Republican incumbent Scott Brown (48 percent) clings to a one-point lead over Democratic challenger Elizabeth Warren (47 percent) in the Massachusetts race for the U.S. Senate, according to a Suffolk University/7NEWS (WHDH-Boston) poll of likely general-election voters in Massachusetts… the race has closed since a February Suffolk University/7NEWS poll showed Brown leading Warren 49 percent to 40 percent.

Previous polls had shown Warren remaining competitive, but they were outdated. This poll was taken from May 20 to May 22. It finds that 49 percent of voters believe that Warren has some Native American in her (hell, she’s from Oklahoma), and that her unfavorables have spiked a mere 5 points during the affair. How little do voters care about it? Just make this comparison.

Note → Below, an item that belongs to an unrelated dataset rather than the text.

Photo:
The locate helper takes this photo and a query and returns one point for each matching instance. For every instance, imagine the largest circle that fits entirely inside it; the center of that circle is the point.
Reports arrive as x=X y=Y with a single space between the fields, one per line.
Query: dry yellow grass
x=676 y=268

With 80 percent of voters aware of the 1965 incident when Romney was accused of forcibly cutting the hair of a prep school classmate, 46 percent said that Romney was a bully, while 40 percent said he was not.

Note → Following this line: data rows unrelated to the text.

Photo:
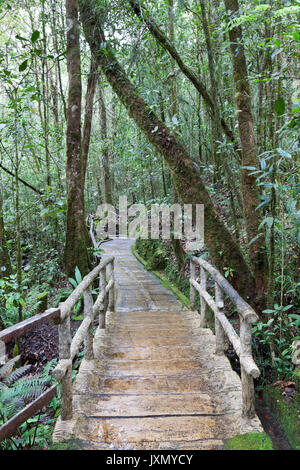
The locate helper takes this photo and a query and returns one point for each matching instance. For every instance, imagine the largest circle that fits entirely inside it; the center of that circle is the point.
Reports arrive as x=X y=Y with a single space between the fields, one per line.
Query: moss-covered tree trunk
x=76 y=253
x=250 y=192
x=223 y=249
x=5 y=265
x=107 y=195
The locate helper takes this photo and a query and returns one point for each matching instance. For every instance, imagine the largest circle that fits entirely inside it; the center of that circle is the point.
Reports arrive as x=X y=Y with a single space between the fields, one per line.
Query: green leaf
x=279 y=106
x=35 y=36
x=284 y=153
x=23 y=66
x=73 y=282
x=78 y=276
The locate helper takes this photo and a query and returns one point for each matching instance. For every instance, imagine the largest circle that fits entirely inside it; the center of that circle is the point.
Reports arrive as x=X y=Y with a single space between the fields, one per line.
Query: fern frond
x=15 y=375
x=6 y=369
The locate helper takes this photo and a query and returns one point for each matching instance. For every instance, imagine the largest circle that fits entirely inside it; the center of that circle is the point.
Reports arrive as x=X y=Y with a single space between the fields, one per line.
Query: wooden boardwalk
x=155 y=382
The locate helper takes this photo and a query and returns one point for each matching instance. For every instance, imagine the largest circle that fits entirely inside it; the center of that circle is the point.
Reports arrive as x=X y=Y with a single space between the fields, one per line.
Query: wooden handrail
x=15 y=331
x=68 y=347
x=223 y=328
x=20 y=328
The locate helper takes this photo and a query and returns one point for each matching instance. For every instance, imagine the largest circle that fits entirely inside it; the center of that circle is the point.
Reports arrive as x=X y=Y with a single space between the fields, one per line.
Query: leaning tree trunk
x=76 y=253
x=222 y=247
x=107 y=193
x=250 y=193
x=5 y=265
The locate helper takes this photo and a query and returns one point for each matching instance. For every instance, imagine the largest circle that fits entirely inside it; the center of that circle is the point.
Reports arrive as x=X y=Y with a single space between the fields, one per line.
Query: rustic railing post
x=102 y=285
x=111 y=297
x=2 y=353
x=202 y=301
x=88 y=313
x=64 y=334
x=248 y=395
x=219 y=331
x=192 y=288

If the scandal hasn’t killed Warren after four weeks, when is it supposed to work? The way Suffolk asks the question, it looks like the story has changed from the culturally significant, doom-laden question of preferential treatment to the wacky question of whether Warren has high cheekbones. Reporters are still obssessed with it – Warren’s response is to stand by “her mother” and “her family.” If that’s the story, she’s going to wriggle out of this.